Pagi,
tepatnya siang ini, ketika aku mendongakkan pandangan ke langit-langit kamar,
tepat ke cahaya lampu, keningku berkerut. Silau. Cahaya matahari menerobos
membentuk pantulan kotak-kotak jendela.
Disampingku
kertas-kertas berserakan, buku-buku masih dalam kondisi terbuka, piring kotor
bekas makan malam, gelas kopi yang tinggal ampas dan bungkus-bungkus snack yang
ludes dimakan semalam.
Diatas
meja kecil setentang kepalaku, notebook dengan posisi stand by dan kalender
meja dengan tanggal yang tidak sesuai dengan waktu ini.

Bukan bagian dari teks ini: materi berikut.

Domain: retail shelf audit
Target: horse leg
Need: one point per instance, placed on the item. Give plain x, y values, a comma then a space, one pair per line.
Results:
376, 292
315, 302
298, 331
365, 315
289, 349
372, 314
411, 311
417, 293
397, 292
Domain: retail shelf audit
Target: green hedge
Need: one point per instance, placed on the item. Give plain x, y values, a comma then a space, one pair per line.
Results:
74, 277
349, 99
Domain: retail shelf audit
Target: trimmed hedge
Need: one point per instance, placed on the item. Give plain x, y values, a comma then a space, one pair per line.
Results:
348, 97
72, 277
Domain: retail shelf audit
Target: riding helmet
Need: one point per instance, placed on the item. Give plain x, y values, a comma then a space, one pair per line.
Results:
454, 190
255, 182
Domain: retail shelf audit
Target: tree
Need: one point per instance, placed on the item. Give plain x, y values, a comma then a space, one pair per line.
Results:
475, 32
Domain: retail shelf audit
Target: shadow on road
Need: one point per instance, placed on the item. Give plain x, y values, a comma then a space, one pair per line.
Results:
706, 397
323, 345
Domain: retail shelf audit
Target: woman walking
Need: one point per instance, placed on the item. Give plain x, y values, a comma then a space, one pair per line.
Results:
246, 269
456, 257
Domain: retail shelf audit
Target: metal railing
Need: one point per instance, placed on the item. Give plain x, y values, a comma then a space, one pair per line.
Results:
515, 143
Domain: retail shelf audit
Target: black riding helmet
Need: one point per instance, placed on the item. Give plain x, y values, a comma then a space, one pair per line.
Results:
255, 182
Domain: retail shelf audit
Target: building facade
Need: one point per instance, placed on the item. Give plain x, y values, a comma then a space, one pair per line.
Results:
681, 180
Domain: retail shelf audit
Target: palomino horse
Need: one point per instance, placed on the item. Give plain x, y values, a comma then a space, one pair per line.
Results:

Training berturut-turut kemaren itu memang sukses bikin aku LDR-an sama kamar.
Tempat
tidur acak-acakan, bantal guling tidak (belum) tertata dan seprai kusu. Di pojokan
ada gundukan kain yang belum disetrika. Beberapa helai rambut rontok tergeletak
di lantai.
Kamarku…
Sepertinya
aku kembali pada situasi kemalasan akut. Akhir-akhir ini sebagian besar
waktuku habis untuk tidur. Tanpa jadwal. Tidur mengalahkan usaha untuk mendisiplinkan
membaca dan menulis skripsi setiap harinya. Buku yang sedang kubaca
mendadak hampa, tak berasa.
Aku
tidak heran. Aku bisa saja tidak tidur selama 2 hari berturut-turut. Juga, aku bisa
saja tidur selama berjam-jam dengan sesekali terbangun.tapi aku tidak pernah (belum
pernah) kuat membaca berjam-jam dengan sesekali tertidur.
Masalahnya
kemudian adalah, waktu yang tersita tidur membuat aku kalang kabut menjalani
hari-hari. Jangankan untuk membaca atau menulis, bahkan untuk sekedar merapikan
kamar atau hal-hal sepele lainnya menjadi terabaikan.
Pada
kondisi semacam itu kadang kala aku sedikit berfikir. Apa hanya aku saja yang
pernah begini? Lantas, kalau tidak, adakah ini proses menuju dewasa? Sayangnya aku
tidak punya alasan untuk menepis sekaligus menyetujuinya.